Die oben beschriebene Rechtsfolge für den EWR-Vertrag tritt automatisch mit dem Vollzug des Austritts Großbritanniens aus der Europäischen Union ein; es bedarf insofern keiner separaten Kündigung seitens Großbritanniens, der Union und ihrer Mitgliedstaaten, oder der EFTA Staaten.“
2. Stellungnahme
2.1 Art. 50 Abs. 3 EUV
Nach Art. 50 Abs. 3 EUV gelten "die Verträge" nicht mehr. Wie sich aus Art. 1 Abs. 3 Satz 1 EUV ergibt, sind damit der EUV und der AEUV gemeint. Darin sind sich die Kommentatoren einig, und deshalb wird auch gesagt, es handle sich völkerrechtlich um eine überflüssige Selbstverständlichkeit. Gemischte Abkommen wie das EWRA gehören nicht zu den Verträgen iSv Art. 50 Abs. 3 EUV und sind daher nicht betroffen. Sie gelten also erst einmal weiter.

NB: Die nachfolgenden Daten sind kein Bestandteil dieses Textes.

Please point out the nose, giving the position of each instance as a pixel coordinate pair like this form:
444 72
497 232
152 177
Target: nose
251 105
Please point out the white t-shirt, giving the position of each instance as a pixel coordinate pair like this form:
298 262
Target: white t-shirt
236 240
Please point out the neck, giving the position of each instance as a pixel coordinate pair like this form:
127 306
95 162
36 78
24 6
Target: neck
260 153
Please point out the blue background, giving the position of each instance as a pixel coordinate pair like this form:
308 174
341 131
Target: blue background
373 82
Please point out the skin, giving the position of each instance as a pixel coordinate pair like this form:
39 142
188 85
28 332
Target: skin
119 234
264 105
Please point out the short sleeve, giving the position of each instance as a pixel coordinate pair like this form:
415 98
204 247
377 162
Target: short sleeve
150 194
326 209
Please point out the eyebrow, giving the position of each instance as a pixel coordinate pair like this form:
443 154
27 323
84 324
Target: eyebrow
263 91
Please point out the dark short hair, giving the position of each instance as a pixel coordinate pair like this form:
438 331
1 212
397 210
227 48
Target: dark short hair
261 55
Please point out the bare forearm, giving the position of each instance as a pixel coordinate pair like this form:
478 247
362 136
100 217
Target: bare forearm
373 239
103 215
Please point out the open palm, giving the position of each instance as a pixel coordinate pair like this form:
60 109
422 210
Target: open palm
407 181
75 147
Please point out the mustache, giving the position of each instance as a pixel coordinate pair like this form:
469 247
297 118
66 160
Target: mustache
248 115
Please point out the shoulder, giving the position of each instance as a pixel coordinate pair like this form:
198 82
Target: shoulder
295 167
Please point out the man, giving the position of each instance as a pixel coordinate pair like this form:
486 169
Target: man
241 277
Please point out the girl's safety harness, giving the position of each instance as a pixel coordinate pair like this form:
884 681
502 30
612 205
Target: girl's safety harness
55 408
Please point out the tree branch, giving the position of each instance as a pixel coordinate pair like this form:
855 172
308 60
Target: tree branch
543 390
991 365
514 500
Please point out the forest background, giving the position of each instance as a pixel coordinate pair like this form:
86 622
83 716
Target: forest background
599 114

Nach Mäsch/Gausing/Peters soll eine Analogie zum Beitritt der EFTA-Staaten Finnland, Österreich und Schweden zur EU angezeigt sein. Sie hätten zunächst einmal vom EFTA-Abkommen zurücktreten und im Rahmen des EWR-Abkommens die Stellung als EU-Mitgliedsstaat einnehmen müssen. Der Rücktritt vom EFTA-Abkommen habe nur deshalb nicht das dauerhafte Ausscheiden aus dem EWR zur Folge gehabt, weil sich diese Staaten bereits in Art. 5 Abs. 2 der Beitrittsakte verpflichtet hätten, allen von der EU abgeschlossenen Übereinkünften beizutreten, was letztlich zum Verbleib im EWR, genauer: zum Wiederbeitritt auf der anderen Seite geführt habe. Dieses Einerseits-Andererseits überzeugt nicht. Nach Art. 2 Abs. 2 des Beitrittsvertrags vom 24.6.1994 trat der Vertrag am 1.1.1995 für die Beitrittsstaaten inkraft, die ihre Ratifikationsurkunden spätestens am 31.12.1994 hinterlegt hatten. In der Beitrittsakte war vorgesehen, dass die beitretenden Staaten mit Wirkung ab dem 1.1.1995 von dem EFTA-Abkommen zurücktreten. Danach sind der Beitritt zur EU und der Rücktritt vom EFTA-Abkommen zeitgleich erfolgt, ohne dass dazwischen eine Lücke war. Daher sind die beitretenden Staaten im EWRA verblieben und nicht ausgeschieden. Wären sie ausgeschieden, hätten sie nach Art. 128 EWR Aufnahmeanträge stellen müssen. Die Bedingungen für ihren Beitritt zum EWRA wären in Abkommen zwischen den Vertragsparteien des EWRA und dem antragstellenden Staat zu regeln gewesen, die die Vertragsstaaten des EWRA hätten ratifizieren oder genehmigen müssen. Das alles hat nicht stattgefunden.